THIS WAS probably one of the worst ideas in the long, troubled history of bad ideas. Cooper knew this. But he scaled the gate anyway.

The army had prepared him for these kinds of insane activities. Climbing tall barriers. Hunting prey in the dark. Running until you thought your heart and lungs would burst in your rib cage.

But none of those activities usually took place in a cold urban environment like this one: a freezing, grimy commuter tunnel that plowed under the Schuylkill River.

Yep. A seriously bad idea, for sure.

But Cooper knew he couldn’t turn around and make the loser’s march back to his car on Eighteenth Street. When someone tries to blow your brains out, you don’t just turn the other cheek so he can take another shot. Cooper needed to find this bastard and make him explain.

So into the tunnel he went, pumping his legs as fast as he could.

The terrain was dark and treacherous. He had to avoid the rails and trash and vermin (yeah, he could hear them complain and squeak) while still matching the speed of the shooter, who was barely visible at the far end of the tunnel. Why did he have to be so fast? Why couldn’t they have dispatched a weight-challenged hit man, some dude named Mel or Irv who could be caught easily?

Cooper couldn’t help thinking about what Victor had told him about the Atlantic City hit man, aka Tesla or the Quiet One. The assassin notorious for speed (check) and stealth (check). Is that who Cooper was chasing through this damn tunnel?

On top of all that, Cooper idly wondered (as he ran, ran, ran) how wide the Schuylkill River was, how long this tunnel went on. Did the Quiet One have an end point in mind? Or did he think there was no way Cooper would be stupid enough to pursue him down here?

Sorry, Tesla, Cooper thought. I am that stupid.

The tunnel seemed to go on forever. Cooper wouldn’t have been surprised to see signs for Pittsburgh. But he turned a bend, and the dim glow of the next station appeared in the distance. Thirty-Third Street, right in the heart of the University of Pennsylvania’s campus. Maybe the Quiet One was returning to his dorm in the quad.

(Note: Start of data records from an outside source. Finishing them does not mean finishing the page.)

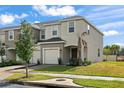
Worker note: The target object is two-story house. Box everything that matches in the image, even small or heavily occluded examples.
[1,16,103,64]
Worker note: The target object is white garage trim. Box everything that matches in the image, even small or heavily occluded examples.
[43,47,60,64]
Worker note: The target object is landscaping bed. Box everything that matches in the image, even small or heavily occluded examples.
[0,60,23,67]
[73,79,124,88]
[34,62,124,78]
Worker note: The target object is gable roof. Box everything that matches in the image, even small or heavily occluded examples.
[0,16,104,36]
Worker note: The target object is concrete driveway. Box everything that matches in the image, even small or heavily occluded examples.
[0,65,51,82]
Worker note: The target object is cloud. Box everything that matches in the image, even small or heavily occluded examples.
[112,43,124,48]
[0,13,28,25]
[33,5,77,16]
[87,6,124,20]
[15,13,28,19]
[92,6,111,12]
[98,21,124,30]
[103,30,120,36]
[34,21,40,23]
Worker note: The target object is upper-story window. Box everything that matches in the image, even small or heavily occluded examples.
[87,25,90,34]
[69,21,74,33]
[40,30,45,40]
[52,25,58,36]
[98,49,100,57]
[8,31,14,41]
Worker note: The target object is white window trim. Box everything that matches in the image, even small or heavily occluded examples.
[51,25,59,37]
[42,47,60,64]
[8,30,15,41]
[40,31,46,40]
[67,20,76,33]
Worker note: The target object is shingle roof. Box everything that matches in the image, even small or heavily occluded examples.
[38,37,64,42]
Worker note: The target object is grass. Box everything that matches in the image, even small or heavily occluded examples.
[73,79,124,88]
[5,73,53,81]
[34,62,124,78]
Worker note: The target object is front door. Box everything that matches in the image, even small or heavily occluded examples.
[71,48,77,59]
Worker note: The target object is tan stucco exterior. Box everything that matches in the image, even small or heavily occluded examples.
[0,17,103,64]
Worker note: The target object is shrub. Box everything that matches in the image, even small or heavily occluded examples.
[69,59,82,66]
[82,60,91,66]
[0,60,23,67]
[58,58,62,65]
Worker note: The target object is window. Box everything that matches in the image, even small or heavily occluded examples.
[69,21,74,33]
[52,31,57,36]
[98,49,100,57]
[40,30,45,39]
[87,25,90,34]
[8,31,14,40]
[52,25,58,36]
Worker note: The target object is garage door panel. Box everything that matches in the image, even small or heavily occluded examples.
[44,49,59,64]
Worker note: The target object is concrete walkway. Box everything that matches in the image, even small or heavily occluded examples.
[30,72,124,81]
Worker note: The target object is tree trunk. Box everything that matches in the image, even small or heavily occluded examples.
[26,62,28,78]
[106,55,108,61]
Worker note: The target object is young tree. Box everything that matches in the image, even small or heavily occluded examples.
[110,44,120,55]
[103,48,111,61]
[0,45,5,64]
[16,21,34,77]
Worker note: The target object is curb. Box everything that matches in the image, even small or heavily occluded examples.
[9,81,84,88]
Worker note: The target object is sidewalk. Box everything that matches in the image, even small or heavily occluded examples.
[30,72,124,81]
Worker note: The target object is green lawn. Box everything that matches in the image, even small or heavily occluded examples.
[34,62,124,77]
[73,79,124,88]
[5,73,53,81]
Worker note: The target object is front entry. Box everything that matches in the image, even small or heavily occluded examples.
[43,48,59,64]
[71,48,77,59]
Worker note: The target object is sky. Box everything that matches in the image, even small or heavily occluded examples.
[0,5,124,46]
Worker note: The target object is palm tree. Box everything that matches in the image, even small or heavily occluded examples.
[0,45,5,64]
[77,32,87,64]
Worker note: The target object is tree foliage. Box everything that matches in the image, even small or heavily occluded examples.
[16,21,34,77]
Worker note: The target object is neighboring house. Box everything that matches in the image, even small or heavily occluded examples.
[0,16,103,64]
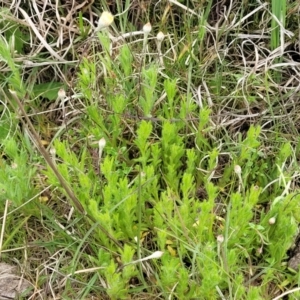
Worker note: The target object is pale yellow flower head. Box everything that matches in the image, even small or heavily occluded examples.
[96,11,114,31]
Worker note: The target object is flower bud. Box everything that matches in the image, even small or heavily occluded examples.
[234,165,242,175]
[143,22,152,34]
[269,217,276,225]
[97,11,114,31]
[156,31,165,42]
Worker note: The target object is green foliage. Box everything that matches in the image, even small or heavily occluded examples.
[0,1,300,300]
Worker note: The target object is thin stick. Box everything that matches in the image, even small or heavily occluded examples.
[0,200,9,257]
[8,90,121,247]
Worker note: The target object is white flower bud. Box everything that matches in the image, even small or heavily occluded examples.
[269,217,276,225]
[234,165,242,175]
[156,31,165,42]
[143,22,152,34]
[57,88,66,100]
[98,138,106,150]
[96,11,114,31]
[217,234,224,244]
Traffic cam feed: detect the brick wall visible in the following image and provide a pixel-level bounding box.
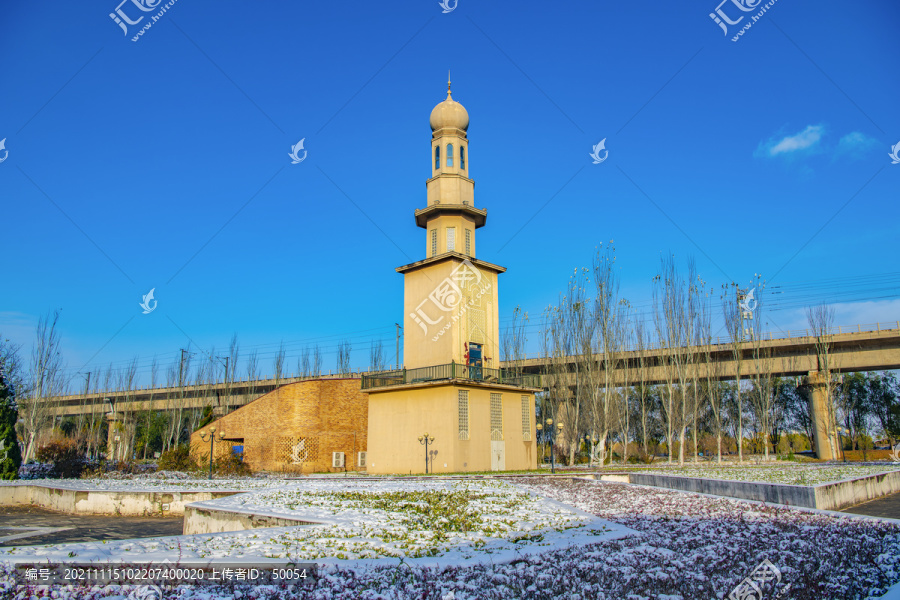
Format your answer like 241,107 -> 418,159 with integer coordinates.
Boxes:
191,379 -> 368,473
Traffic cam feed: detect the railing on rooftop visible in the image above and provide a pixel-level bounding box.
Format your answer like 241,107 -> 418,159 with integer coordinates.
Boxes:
362,362 -> 541,390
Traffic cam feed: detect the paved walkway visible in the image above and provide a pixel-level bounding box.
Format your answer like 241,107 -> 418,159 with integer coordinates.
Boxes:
841,492 -> 900,519
0,506 -> 183,546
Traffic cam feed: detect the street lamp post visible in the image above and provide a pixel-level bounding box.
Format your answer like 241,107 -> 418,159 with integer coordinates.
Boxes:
419,432 -> 434,475
200,427 -> 225,480
535,419 -> 563,473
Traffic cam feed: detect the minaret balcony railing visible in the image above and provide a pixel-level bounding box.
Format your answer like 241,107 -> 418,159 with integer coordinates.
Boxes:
362,362 -> 541,390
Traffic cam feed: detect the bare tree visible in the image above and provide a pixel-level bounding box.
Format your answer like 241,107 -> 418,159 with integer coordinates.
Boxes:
369,340 -> 386,371
272,341 -> 285,387
337,340 -> 352,375
541,297 -> 581,464
806,303 -> 841,457
297,346 -> 310,377
634,319 -> 650,455
582,244 -> 625,460
557,269 -> 596,464
697,289 -> 722,463
225,333 -> 241,406
722,283 -> 746,462
19,311 -> 67,462
247,350 -> 259,402
653,256 -> 684,463
749,275 -> 775,460
312,344 -> 322,377
618,299 -> 632,465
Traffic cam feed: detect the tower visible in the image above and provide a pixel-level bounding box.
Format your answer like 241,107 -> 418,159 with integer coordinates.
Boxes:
362,81 -> 538,473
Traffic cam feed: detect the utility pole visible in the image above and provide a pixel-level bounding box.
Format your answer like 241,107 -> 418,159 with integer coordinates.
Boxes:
178,348 -> 187,387
394,323 -> 403,369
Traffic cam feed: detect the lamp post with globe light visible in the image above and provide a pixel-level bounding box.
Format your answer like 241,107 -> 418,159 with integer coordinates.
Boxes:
200,427 -> 225,479
419,431 -> 434,475
535,419 -> 563,473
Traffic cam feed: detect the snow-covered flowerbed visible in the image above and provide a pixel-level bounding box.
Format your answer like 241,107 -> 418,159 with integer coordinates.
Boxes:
0,479 -> 900,600
641,464 -> 900,485
0,479 -> 630,564
0,471 -> 284,492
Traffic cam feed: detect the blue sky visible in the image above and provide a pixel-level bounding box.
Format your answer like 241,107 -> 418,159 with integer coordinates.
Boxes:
0,0 -> 900,382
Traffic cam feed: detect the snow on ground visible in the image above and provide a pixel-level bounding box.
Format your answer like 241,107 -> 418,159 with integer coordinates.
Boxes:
641,463 -> 900,485
0,478 -> 900,600
0,471 -> 285,492
0,479 -> 633,565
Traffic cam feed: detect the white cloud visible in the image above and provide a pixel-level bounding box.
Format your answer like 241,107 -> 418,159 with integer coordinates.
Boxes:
758,125 -> 825,156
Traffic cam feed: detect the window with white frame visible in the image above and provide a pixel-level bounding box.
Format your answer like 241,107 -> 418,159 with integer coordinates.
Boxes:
456,390 -> 469,440
491,394 -> 503,442
522,396 -> 531,442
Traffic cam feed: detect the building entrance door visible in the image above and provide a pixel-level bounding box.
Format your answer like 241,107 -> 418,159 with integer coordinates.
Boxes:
491,441 -> 506,471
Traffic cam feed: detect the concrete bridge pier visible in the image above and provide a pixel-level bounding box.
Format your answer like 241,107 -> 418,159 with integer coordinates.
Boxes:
106,411 -> 134,461
806,371 -> 841,460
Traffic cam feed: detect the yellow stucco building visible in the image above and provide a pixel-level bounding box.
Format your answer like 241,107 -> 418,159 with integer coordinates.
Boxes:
362,82 -> 538,473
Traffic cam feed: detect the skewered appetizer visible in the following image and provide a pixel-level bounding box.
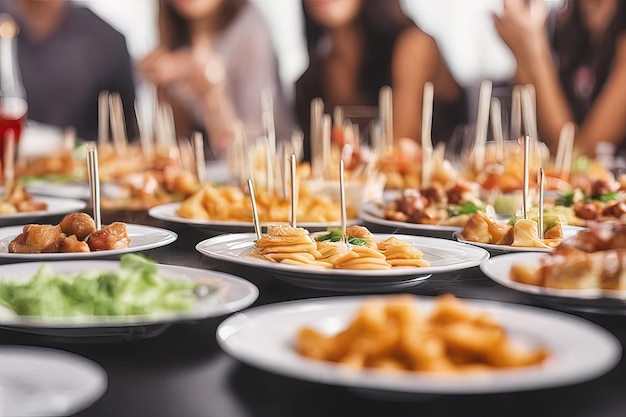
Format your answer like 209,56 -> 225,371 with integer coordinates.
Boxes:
383,179 -> 486,226
8,213 -> 130,253
459,211 -> 563,249
253,225 -> 430,269
510,222 -> 626,290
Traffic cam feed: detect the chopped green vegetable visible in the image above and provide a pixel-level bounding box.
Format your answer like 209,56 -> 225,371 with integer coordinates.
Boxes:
317,228 -> 367,246
0,254 -> 202,317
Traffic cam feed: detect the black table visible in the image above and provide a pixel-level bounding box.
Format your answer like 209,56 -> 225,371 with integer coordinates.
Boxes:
0,213 -> 626,417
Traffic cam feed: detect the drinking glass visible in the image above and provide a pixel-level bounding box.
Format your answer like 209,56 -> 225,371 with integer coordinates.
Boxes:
0,14 -> 28,161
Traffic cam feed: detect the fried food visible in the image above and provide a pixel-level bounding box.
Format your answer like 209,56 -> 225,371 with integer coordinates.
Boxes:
295,294 -> 549,373
8,213 -> 130,253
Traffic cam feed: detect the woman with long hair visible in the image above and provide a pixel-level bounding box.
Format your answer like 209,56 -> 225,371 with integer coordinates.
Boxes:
140,0 -> 291,158
494,0 -> 626,157
296,0 -> 465,161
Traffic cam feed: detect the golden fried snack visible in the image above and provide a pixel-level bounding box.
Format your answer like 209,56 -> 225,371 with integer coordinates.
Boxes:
295,294 -> 548,373
59,213 -> 96,240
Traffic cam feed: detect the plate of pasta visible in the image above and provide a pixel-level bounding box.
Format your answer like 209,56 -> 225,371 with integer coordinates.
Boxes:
196,226 -> 489,292
217,294 -> 621,395
148,203 -> 357,233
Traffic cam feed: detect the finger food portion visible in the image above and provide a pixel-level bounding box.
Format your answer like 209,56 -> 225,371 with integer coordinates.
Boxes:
253,225 -> 430,270
510,223 -> 626,291
8,213 -> 130,253
294,294 -> 550,374
458,211 -> 563,249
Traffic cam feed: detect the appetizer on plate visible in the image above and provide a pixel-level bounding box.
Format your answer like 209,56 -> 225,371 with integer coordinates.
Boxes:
253,225 -> 430,270
458,211 -> 563,249
295,294 -> 549,373
510,222 -> 626,291
8,213 -> 130,253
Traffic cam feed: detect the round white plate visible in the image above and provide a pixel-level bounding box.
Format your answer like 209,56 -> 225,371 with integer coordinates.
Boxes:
148,203 -> 358,233
359,202 -> 463,238
0,260 -> 259,329
217,297 -> 621,394
196,233 -> 489,292
0,194 -> 87,226
0,346 -> 107,416
480,253 -> 626,315
0,223 -> 178,261
452,225 -> 584,252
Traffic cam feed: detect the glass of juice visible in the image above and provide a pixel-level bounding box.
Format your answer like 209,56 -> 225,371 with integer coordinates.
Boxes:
0,14 -> 28,162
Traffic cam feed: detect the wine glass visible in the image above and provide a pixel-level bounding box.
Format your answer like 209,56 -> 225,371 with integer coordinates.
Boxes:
0,14 -> 28,167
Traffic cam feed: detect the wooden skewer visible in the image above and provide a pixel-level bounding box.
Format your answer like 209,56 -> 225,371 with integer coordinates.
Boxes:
490,97 -> 504,164
193,132 -> 206,186
522,135 -> 530,219
509,85 -> 522,140
87,142 -> 102,230
554,122 -> 574,178
98,91 -> 109,144
109,92 -> 128,155
135,99 -> 154,161
474,80 -> 492,171
248,178 -> 263,240
422,82 -> 434,188
311,97 -> 324,178
289,154 -> 298,227
320,114 -> 332,178
339,159 -> 348,243
537,167 -> 546,240
375,86 -> 393,155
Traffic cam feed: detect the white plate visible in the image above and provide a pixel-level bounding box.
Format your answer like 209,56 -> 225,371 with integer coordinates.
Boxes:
359,202 -> 463,238
148,203 -> 358,233
217,297 -> 621,394
0,223 -> 178,261
0,260 -> 259,329
0,194 -> 87,226
480,253 -> 626,315
0,346 -> 107,416
196,233 -> 489,292
452,225 -> 584,252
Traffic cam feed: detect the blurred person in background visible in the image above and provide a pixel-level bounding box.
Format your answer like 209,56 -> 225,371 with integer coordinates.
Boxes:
139,0 -> 293,159
0,0 -> 137,140
494,0 -> 626,157
295,0 -> 466,161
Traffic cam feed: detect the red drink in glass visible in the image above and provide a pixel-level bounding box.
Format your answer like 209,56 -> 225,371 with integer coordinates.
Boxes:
0,97 -> 28,162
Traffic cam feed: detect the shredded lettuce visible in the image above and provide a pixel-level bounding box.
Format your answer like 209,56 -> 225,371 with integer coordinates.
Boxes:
0,254 -> 202,317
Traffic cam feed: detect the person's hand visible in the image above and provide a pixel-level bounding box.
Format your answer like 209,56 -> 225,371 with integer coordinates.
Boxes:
139,48 -> 215,95
493,0 -> 548,61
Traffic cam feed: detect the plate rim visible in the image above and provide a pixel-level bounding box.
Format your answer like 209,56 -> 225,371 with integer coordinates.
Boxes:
480,252 -> 626,300
216,294 -> 623,394
195,233 -> 491,277
0,345 -> 109,415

The sharp crack of a push bar on a metal gate told Cooper that his quarry was headed to the surface.

Ignore your pounding heart. Ignore your burning lungs. Get up there, Cooper. Go bag yourself a hit man.

When he reached the street, he saw a surprising number of students around. Probably coming home after a long night of post-Eagles-win revelry. Cooper scanned the slowly moving bodies for the one body who looked out of place. Come on, Quiet One, show yourself…

“It’s a cop!” someone cried.

Cooper spun around to find the tipsy student was talking about him.

“You don’t belong here!” the doughy-faced kid in John Lennon glasses shouted. “Get off our campus, pig!”

“Did you see a slender man with a gun run through here?” Cooper asked him and his friends. But they either didn’t hear him or didn’t care to answer. They closed ranks around Cooper, feeling emboldened by the lager or cider or shots in their systems.

“Defund the police!”

“‘I can’t breathe!’”

“Blue lives suck!”

Cooper tried to ignore them as he looked around for any trace of the Quiet One. If the shooter was smart—and clearly he was—he would have slowed down and blended into the crowd. But Cooper would recognize him. Not that he had a description, but he’d spent the past twenty minutes watching the shooter move. He was pretty sure he could identify him by body language.

The students, however, were determined to give him as much grief as possible. They blocked his attempts to look around them and continued shouting slogans at him.

“All cops are bastards!”

“Defund the po-po!”

“I don’t believe this,” Cooper said. “You’ve got a problem with me, but you guys are cool with a professional killer roaming the campus?”

The Quiet One—if indeed that’s who Cooper had been chasing—was nowhere in sight. Cooper had lost him. He holstered his Browning and willed himself to take slow, steady breaths.

A young woman with blue hair practically spat in his face. “When’s the last time you murdered someone, pig?”

“Ask me again in a couple of days,” Cooper replied.